Тимофей испугался всерьез.
– Что вы!.. – крикнул он, прижав к груди обе руки, а потом даже перекрестился широким православным крестом. – Что вы, что вы, мил человек!.. Что вы… думаете-то… эх, что вы! Сохрани бог, сохрани бог… Да я пойду! Весной-то с радостью пойду! Да разве я порядка не знаю? Или царю не служил? Что вы! Я на японской войне был. С барином, с Петром Александровичем служили. И на германской уже побывал! Ранен! Тифом болел… Сына отдал царю! И отсрочка у меня по приказу врача… после тифа! Ей-богу! А вы-то что же… что же подумали! Ох, что вы…
Писарь, улыбаясь, отошел к столу и уже оттуда спросил Тимофея деловым тоном:
– Когда прошение подавал?
– Как это когда?.. Сегодня вот пришел просить…
Писарь со вздохом опустил на стол пачку каких-то бумаг.
– Ну, тогда ступай, старик, ступай, не мешай, не задерживай! С неба свалился! Не знает, что надо прошение подать! Просьбу! Письменно надо, понял?
Голос Тимофея вцепился в подол Писаревой гимнастерки:
– Милый! Родной! Напишите вы мне эту просьбу! А сколько вам за труд… уважим… отблагодарим… И кому подавать-то? Скажите, милый, посоветуйте ближнему, христианской душе, посоветуйте! Как мне писать-то его высокоблагородию барину… Скажите, милый! Я ведь с Петром Александровичем в японскую служил. На его землях работаю с малых лет. Сноха да я, как только можем, так и теперь… работаем. Растолкуйте, милый, как мне к нему попасть? Знаем, он все может… сам…
Лицо Тимофея пылало, заливалось потом. Писари расходились, останавливаясь около него, а тот, за которого ухватился Тимофей, топтался в нетерпеливой растерянности, пожимал плечами.

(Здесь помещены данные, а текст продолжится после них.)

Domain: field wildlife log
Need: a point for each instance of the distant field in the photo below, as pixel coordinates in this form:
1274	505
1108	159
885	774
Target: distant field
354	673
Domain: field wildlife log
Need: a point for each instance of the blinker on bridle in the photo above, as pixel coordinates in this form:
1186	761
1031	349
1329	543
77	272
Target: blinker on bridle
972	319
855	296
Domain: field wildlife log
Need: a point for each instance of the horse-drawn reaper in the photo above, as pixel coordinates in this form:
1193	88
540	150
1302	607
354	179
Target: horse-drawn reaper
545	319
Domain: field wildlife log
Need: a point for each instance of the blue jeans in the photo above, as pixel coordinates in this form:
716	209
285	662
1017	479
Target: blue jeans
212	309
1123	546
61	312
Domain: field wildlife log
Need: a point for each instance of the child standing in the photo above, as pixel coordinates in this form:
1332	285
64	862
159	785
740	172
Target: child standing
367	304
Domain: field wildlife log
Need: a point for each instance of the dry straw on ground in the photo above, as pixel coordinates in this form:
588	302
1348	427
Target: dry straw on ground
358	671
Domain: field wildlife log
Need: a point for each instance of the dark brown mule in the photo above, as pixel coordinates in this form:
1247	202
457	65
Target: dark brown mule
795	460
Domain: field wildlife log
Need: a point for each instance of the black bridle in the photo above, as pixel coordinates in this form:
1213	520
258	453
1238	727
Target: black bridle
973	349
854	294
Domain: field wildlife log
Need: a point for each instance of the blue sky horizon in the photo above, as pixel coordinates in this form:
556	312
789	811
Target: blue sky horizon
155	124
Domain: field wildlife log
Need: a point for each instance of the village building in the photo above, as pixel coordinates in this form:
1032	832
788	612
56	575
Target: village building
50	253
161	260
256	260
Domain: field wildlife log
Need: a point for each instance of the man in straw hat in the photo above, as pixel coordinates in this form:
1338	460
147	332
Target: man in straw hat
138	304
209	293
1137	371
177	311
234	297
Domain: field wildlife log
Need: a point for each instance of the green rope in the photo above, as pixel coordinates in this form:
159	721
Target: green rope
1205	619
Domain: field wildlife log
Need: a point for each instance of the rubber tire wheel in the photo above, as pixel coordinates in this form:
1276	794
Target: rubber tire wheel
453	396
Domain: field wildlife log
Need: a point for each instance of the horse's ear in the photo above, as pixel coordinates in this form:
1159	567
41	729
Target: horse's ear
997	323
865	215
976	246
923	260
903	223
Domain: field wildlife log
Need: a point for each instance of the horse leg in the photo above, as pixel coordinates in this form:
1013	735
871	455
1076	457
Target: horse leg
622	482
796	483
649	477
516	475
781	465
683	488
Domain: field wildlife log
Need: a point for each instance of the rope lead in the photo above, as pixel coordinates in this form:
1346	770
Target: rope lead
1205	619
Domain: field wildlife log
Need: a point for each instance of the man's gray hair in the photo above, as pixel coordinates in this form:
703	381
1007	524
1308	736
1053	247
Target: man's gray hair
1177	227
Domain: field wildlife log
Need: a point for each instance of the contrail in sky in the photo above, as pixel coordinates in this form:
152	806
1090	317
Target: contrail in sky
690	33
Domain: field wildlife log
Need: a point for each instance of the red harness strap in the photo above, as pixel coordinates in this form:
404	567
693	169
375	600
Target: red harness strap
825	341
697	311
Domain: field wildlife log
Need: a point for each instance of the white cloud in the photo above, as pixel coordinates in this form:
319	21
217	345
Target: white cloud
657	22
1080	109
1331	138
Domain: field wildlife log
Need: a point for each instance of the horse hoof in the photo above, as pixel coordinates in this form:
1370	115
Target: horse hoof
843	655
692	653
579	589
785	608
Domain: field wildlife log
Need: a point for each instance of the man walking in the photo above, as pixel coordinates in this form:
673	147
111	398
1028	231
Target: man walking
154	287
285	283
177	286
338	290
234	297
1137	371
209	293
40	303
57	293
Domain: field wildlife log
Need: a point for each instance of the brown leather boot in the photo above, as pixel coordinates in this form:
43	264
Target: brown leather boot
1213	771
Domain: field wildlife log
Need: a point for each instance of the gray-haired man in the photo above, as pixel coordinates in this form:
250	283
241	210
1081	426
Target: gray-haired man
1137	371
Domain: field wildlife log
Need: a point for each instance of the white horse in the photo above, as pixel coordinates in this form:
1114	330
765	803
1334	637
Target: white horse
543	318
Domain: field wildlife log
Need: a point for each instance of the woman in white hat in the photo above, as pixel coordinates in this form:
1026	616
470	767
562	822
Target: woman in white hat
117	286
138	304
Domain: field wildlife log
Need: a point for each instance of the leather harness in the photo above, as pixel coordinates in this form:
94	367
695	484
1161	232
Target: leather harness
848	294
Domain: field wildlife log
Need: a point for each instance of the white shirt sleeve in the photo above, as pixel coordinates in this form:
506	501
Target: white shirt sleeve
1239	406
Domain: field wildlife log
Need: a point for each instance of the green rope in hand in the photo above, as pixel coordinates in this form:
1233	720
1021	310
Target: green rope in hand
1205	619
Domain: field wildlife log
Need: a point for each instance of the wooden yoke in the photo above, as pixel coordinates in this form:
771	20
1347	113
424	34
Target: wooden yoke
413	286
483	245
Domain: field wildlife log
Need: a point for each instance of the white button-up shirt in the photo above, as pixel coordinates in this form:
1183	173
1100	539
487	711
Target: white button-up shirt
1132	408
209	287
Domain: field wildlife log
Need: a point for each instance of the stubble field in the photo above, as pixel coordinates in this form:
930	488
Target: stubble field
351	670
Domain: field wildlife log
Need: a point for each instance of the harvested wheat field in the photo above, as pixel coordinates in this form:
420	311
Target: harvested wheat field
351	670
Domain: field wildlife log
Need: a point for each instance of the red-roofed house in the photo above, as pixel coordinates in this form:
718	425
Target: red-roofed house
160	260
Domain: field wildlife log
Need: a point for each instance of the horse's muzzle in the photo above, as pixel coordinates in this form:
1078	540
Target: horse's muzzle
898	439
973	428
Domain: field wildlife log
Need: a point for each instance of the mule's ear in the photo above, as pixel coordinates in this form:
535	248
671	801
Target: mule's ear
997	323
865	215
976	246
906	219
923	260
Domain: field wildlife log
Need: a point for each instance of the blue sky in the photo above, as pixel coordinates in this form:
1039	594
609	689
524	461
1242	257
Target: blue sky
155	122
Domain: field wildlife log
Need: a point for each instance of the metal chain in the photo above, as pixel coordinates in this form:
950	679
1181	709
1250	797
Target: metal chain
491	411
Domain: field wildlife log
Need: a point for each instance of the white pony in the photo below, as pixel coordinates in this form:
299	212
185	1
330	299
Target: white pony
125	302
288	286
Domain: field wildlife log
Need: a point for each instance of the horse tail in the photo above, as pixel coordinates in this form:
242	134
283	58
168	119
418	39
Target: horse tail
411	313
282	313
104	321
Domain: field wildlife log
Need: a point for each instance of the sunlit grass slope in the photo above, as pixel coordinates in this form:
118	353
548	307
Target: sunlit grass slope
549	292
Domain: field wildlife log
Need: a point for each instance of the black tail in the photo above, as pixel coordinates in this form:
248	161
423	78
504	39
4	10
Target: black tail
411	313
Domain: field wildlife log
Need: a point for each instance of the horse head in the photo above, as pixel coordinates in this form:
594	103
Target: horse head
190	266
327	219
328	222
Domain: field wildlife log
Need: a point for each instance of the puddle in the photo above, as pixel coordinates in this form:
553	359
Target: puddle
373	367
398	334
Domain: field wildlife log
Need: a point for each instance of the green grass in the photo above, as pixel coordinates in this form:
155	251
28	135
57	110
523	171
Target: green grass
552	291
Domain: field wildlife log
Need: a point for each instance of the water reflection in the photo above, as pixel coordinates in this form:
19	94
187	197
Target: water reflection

– Не знаю я этого ничего, старик.
– Растолкуйте, милый! Богом прошу вас, напишите мне бумажку-то! Прошу…
Тимофей лихорадочно пошарил где-то на самом дне кармана штанов и вытащил на свет божий грязный бумажный рубль.
– Иди, не задерживай!
– Скажи, милый…
– О господи, чума вас возьми, дураков! Завтра приходи! После обедни!
Тимофей оставил на столе бумажный рубль, и лицо его посветлело, как поле созревшей пшеницы, когда над ним из грозовых туч внезапно выглянет солнце. Гора заботы свалилась с его плеч. Он все благодарил и кланялся писарю до земли.